The holidays are a wonderful time to celebrate our faiths, connect with friends and family, eat lots of yummy food, drink wine, and hopefully sleep in a little; if your child doesn't wake up everyday at 5:30am like mine does....Sigh!
With all this activity parents often let the bedtime routines slide a little, miss naps, and well, basically compromise their routines and schedules. So with the first day of school around the corner, we contacted our sleep expert, Krista Guenther owner of SLEEPERIFIC, for her tips on how to get back on track with your family's sleep schedule after the holidays.
We asked Krista what the main signs are for an overtired child, besides a complete public meltdown, and how to re-instate the routine.
Some signs of overtiredness for your children include:
1) Falling asleep in their car seat or stroller, even when it’s not around nap/bedtime or on the shortest trips.
2) Waking from naps or in the morning grumpy.
3) Difficulty waking the child in the morning.
4) Early morning risings (generally before 5:30AM) or possibly other night wakings which aren’t related to hunger.
5) “Tired but wired” behaviour. The child appeared drowsy earlier, but as the day or evening wears on, the child is energetic, having trouble settling, lying quietly for their nap or bedtime (think along the lines of a second wind).
6) Fussiness/clingy, general mood decline, especially in the late afternoon or early evening.
If you’ve been noticing these things, it’s likely a good idea to try to get sleep back on track! Some suggestions:
1) Regular bedtimes – Family and social engagements, along with days where the family is home from work, childcare or school mean that families likely deviated from their regular napping and bedtime schedules. Our bodies are designed to sleep best with regular bedtimes and regular wake times. Reinforce the typical routines that worked well for your family in the past.
2) Cut the tech – Perhaps Santa brought some new high tech gadgets and technology this Christmas. We know screen time impacts the onset and quality of sleep, for children and adults alike. If you or your child are having trouble winding down in the evening, cut the television, computers, tablets and smartphones, at least 1 hour before bed, potentially greater for those that may be more sensitive to the impacts of technology.
3) Healthy diet – Calorie rich foods have likely been a theme over the holidays. Heavy meals, especially late in the day can disrupt sleep by increasing reflux in prone bodies, but also impacting sleep quality by having an active digestive system. Being hungry can disrupt sleep as much as being over-full.
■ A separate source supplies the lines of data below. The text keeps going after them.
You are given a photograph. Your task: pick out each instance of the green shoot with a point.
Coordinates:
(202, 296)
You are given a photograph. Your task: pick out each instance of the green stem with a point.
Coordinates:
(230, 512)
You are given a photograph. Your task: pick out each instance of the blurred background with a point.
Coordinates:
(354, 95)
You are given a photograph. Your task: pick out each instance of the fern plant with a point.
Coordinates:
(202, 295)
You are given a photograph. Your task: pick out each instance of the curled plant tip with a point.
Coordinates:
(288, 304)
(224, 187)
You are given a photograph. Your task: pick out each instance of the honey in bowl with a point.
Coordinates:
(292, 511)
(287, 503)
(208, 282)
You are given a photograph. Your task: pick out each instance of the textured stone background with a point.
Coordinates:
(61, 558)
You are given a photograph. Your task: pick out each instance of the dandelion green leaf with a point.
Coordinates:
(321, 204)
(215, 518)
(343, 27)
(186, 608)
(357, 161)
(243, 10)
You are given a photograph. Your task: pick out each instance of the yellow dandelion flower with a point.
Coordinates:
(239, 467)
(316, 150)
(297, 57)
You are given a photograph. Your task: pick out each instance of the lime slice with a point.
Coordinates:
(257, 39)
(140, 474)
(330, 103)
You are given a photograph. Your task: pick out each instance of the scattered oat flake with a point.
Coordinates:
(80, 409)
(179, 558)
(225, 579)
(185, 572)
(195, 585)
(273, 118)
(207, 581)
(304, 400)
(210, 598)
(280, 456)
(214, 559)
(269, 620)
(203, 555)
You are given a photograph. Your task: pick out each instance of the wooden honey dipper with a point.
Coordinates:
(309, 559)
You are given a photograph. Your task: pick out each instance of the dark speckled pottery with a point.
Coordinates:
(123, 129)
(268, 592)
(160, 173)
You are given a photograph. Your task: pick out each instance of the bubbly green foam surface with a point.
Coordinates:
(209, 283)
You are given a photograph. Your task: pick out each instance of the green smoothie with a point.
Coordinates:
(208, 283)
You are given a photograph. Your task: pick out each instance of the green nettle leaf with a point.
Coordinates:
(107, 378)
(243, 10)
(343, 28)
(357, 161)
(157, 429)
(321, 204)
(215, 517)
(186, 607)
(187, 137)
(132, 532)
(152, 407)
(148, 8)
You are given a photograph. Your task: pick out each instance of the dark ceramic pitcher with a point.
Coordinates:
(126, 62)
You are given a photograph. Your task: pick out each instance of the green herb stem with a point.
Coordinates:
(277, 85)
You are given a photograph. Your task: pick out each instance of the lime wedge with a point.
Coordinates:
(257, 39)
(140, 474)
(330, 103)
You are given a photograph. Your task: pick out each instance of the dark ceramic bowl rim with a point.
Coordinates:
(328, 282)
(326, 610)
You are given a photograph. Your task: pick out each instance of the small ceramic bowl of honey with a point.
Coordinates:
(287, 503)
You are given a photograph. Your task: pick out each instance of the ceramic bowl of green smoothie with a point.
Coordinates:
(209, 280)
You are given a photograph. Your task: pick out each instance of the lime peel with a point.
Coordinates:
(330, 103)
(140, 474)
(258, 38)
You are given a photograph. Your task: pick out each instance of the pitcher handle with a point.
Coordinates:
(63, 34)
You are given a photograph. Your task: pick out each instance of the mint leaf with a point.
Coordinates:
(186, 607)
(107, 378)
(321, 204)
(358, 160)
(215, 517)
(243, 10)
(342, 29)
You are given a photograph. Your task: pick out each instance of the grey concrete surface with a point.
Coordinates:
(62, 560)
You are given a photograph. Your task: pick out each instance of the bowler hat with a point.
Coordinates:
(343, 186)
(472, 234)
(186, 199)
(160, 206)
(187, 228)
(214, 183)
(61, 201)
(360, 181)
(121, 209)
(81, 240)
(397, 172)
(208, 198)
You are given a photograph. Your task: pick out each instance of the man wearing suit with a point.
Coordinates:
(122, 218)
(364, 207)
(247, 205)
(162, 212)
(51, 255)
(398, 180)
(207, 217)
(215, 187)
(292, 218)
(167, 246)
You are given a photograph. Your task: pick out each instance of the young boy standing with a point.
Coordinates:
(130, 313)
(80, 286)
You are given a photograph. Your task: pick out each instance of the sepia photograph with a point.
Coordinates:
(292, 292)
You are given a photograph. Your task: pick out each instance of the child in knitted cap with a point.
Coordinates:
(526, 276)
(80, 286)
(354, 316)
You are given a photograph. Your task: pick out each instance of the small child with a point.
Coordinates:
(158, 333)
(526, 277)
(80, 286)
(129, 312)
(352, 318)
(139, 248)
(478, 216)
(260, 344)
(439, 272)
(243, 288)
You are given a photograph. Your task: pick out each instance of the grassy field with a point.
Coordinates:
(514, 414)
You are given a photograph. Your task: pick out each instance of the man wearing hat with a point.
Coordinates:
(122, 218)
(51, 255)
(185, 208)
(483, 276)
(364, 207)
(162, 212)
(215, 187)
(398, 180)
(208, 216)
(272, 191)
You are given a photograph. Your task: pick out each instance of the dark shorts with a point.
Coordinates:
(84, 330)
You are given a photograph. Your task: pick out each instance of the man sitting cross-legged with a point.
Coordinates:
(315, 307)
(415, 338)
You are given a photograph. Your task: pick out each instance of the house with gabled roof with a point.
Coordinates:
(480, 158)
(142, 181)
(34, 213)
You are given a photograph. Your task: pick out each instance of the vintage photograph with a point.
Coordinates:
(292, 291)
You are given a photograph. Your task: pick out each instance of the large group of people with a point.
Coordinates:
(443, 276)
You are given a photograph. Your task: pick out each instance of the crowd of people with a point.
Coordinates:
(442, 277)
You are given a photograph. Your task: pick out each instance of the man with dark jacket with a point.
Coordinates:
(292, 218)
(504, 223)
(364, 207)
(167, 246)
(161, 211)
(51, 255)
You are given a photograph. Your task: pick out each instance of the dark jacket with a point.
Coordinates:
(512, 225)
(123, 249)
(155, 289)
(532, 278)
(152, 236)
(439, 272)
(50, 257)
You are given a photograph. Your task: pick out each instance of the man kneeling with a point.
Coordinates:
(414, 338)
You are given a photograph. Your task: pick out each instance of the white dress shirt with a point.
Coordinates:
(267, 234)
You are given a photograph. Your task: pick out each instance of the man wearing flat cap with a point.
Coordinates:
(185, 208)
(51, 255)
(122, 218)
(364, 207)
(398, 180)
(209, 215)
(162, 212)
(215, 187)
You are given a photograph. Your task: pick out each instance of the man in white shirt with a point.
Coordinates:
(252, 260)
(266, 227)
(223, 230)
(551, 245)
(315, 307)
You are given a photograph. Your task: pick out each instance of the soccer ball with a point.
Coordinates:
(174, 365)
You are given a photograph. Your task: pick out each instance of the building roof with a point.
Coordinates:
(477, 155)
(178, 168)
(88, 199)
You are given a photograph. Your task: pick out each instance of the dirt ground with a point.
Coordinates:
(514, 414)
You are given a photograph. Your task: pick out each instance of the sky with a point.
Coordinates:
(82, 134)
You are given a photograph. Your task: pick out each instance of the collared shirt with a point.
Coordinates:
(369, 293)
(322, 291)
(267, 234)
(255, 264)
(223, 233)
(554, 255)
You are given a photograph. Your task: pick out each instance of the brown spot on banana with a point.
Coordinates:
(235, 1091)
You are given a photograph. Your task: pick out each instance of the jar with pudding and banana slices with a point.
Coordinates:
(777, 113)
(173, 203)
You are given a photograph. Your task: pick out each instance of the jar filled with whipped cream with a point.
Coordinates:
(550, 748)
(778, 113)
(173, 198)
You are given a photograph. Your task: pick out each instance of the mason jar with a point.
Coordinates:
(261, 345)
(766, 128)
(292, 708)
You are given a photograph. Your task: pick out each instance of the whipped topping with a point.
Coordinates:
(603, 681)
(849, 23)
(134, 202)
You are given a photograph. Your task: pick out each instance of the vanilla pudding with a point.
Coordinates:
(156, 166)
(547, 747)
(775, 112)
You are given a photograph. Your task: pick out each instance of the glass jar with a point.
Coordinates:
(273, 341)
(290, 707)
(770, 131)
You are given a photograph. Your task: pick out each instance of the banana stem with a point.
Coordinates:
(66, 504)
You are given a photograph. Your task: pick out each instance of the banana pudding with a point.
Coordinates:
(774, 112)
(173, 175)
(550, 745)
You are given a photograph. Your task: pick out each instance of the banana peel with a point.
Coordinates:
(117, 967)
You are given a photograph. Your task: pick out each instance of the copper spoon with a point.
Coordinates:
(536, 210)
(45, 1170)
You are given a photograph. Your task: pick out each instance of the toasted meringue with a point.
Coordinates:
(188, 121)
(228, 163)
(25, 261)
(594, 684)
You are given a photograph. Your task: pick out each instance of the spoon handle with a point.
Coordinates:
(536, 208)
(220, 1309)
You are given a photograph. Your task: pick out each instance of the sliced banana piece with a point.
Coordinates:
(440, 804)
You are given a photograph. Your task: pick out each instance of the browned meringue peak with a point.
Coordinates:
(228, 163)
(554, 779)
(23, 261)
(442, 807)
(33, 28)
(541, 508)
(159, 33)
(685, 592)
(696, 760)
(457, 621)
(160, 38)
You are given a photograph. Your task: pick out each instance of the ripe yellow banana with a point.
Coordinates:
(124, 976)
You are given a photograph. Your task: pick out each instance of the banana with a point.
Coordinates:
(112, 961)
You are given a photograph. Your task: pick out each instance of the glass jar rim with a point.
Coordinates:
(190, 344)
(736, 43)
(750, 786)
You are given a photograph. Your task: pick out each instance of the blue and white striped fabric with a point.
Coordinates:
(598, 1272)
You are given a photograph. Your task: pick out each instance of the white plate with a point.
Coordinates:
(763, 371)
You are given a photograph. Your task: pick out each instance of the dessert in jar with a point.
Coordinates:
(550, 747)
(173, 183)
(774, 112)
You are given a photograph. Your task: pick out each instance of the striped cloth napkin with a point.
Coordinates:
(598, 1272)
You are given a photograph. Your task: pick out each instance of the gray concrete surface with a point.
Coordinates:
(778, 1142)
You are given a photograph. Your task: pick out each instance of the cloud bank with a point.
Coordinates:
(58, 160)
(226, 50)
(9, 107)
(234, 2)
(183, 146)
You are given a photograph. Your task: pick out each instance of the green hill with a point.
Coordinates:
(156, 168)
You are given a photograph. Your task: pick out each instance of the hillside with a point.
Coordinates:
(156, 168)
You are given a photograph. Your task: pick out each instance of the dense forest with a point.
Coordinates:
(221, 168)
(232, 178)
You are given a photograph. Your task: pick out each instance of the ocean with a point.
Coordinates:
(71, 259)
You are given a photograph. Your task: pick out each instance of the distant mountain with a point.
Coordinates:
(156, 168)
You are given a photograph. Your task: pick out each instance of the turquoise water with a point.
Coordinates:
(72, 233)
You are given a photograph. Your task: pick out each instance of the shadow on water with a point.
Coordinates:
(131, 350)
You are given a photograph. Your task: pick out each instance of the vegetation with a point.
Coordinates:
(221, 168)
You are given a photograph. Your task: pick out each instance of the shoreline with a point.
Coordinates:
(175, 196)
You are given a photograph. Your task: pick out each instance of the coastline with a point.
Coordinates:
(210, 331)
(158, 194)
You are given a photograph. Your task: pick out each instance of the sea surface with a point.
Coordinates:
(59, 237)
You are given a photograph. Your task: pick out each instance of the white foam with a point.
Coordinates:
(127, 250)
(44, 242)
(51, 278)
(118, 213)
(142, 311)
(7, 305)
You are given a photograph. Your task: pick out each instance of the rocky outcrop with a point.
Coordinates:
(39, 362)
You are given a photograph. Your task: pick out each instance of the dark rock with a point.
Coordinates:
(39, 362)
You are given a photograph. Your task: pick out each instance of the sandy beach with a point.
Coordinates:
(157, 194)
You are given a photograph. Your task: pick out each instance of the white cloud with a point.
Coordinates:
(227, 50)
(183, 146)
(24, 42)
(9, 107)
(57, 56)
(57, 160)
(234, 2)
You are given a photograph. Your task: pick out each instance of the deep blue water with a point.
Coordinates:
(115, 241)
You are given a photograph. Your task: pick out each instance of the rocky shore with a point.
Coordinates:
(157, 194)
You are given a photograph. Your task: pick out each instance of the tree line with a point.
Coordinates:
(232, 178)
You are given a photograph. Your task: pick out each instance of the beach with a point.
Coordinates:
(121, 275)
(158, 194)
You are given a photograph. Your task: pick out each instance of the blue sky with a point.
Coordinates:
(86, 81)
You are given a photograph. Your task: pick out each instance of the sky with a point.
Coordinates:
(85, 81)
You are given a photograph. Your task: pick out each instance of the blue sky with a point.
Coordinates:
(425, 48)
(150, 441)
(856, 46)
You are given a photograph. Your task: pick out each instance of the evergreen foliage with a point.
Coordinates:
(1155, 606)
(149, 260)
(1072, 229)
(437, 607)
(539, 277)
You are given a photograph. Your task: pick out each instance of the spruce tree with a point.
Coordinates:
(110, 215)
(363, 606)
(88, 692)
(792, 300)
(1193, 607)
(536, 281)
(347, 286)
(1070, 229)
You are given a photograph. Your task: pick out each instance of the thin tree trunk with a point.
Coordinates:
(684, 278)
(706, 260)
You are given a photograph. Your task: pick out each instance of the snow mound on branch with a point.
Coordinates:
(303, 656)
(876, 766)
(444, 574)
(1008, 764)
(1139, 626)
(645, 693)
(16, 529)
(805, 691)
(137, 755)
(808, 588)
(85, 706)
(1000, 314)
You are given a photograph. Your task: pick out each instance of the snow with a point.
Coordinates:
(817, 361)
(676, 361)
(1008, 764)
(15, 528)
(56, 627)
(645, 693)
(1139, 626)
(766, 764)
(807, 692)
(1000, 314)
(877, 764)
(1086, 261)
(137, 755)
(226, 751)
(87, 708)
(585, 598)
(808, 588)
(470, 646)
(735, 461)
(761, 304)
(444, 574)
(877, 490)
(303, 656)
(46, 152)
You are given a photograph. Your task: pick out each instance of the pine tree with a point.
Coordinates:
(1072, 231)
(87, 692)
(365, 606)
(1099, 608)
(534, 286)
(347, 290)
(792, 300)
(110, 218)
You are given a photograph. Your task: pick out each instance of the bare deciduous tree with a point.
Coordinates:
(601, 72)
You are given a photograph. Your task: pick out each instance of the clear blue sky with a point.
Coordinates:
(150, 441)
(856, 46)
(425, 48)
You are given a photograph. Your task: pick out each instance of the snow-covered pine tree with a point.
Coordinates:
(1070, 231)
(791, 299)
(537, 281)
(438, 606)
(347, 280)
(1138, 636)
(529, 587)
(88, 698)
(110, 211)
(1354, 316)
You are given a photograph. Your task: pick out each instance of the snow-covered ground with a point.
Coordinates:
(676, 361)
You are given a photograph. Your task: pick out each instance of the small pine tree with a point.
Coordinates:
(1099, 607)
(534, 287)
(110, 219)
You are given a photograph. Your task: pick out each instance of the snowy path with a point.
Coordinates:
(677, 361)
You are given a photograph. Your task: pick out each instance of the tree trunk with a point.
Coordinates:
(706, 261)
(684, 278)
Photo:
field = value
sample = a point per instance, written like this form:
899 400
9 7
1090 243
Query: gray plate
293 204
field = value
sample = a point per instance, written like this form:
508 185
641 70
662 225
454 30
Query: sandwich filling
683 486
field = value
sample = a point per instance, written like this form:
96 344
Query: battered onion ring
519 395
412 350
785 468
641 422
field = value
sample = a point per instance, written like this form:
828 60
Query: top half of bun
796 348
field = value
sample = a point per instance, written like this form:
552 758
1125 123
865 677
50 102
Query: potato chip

Encourage eating big meals at least 2 hours before bedtime for older children, possibly with a small, healthy snack before bed.
4) Physical activity and outdoor time - Combine the shortened daylight hours with bone chilling temperatures, and we’re all prone to hibernate. We’re less likely to get outside for physical activity, especially with our children. Prioritize time for even short bursts of physical activity during the light hours of the day. Consider moving activities indoors with child friendly gymnasiums and indoor play centres.